As the global mining industry struggles to break through all kinds of limitations, disruptive innovation strategies are suddenly in vogue.
Resource Works was on hand at this week's Prospectors and Developers Association of Canada annual conference in Toronto. Known simply as PDAC, the event is the world's largest mining gathering with 24,000 attendees flooding into the city this year.
After years of mediocre commodity prices, miners were looking a shot in the arm and it appears they found it in Toronto. "Optimism returns at mining industry’s annual PDAC convention: ‘Everybody’s more upbeat’" read the headline on one story attempting to describe the mood.
If the long hoped-for upswing was the dominant theme, a secondary storyline permeated PDAC: innovation. The two themes are doubtless linked since the lean times have spurred the search for better, cheaper ways to do just about everything. As the United Nations of mining, PDAC was the ideal place to survey trends in innovation at their starting point.

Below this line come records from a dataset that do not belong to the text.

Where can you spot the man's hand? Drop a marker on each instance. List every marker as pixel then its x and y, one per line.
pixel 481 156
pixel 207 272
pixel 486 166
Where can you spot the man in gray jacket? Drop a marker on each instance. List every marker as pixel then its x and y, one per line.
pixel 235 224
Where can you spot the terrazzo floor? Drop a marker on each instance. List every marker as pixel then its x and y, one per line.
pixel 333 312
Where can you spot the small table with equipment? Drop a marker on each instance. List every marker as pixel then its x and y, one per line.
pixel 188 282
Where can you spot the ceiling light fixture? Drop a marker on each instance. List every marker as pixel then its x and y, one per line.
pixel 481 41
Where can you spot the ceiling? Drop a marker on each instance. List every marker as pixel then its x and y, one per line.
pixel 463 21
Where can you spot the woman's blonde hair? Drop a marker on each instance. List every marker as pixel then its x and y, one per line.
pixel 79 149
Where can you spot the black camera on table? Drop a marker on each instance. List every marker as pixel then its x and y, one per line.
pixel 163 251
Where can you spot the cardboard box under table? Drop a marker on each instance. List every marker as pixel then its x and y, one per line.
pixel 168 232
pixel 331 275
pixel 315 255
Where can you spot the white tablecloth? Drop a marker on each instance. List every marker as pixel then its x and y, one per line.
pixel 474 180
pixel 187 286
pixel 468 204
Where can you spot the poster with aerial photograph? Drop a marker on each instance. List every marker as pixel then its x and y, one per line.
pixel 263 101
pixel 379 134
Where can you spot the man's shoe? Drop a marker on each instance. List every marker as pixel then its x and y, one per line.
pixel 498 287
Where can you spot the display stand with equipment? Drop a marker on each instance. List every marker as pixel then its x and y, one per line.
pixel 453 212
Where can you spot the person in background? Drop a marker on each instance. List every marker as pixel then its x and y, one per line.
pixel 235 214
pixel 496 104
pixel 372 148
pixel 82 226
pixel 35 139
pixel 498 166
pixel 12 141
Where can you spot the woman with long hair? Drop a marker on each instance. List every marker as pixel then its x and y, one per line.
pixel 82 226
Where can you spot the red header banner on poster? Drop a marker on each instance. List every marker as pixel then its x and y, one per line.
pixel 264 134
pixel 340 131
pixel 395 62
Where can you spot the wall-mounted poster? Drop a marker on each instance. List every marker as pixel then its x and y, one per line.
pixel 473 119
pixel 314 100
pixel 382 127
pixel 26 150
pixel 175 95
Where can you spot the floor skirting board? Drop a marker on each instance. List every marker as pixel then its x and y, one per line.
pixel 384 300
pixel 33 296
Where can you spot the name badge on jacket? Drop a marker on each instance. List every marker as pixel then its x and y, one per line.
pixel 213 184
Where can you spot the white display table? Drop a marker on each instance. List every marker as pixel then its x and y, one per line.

And it was not merely innovation that drove the agenda whether in geophysics, production, environment or finance. The keyword "disruptive" has been added, suggesting that mere innovation is not enough. The talk was of hackathons, the Uberization of mining, and a Dragon's Den inspired program by Goldcorp called Disrupt Mining.
Resource Works has been following this trend with interest. Our tagline "Innovation for the World" has particular resonance when it comes to breakthroughs in resources. Evidence of continuous improvement continues to be one of the most important factors when it comes to winning public support for resource development. This is the only path to escape some of the powerful stereotypes about resource activities that continue to form popular perceptions and inhibit responsible resource development that is essential for human health and prosperity.
During PDAC, a Resource Works documentary team filmed more than 15 interviews with thought leaders in disruptive innovation. We spoke with scientists, research organizations heads, financiers, government change-makers and others for an upcoming release that will examine how disruptive innovation is understood.
One thread running through the PDAC interviews was the degree to which Canada is a thought and practice leader in mining innovation. As Natural Resources Minister Jim Carr pointed out during opening remarks to the conference, the mining industry is "an engine for social and economic development" and more than 560,000 Canadians depend upon it for their employment. While mining commodity exports are a pillar of national prosperity, our capacity to seed Canadian-made innovation around the world is growing. This is further evidence that mining and other resource industries are at the heart of the Canadian knowledge economy, representing a historically significant extension of traditional strengths.
The documentary will be shared next month when executive director Stewart Muir travels to New Delhi where he'll outline the state of disruptive innovation in his speech to the Global Natural Resources Conclave.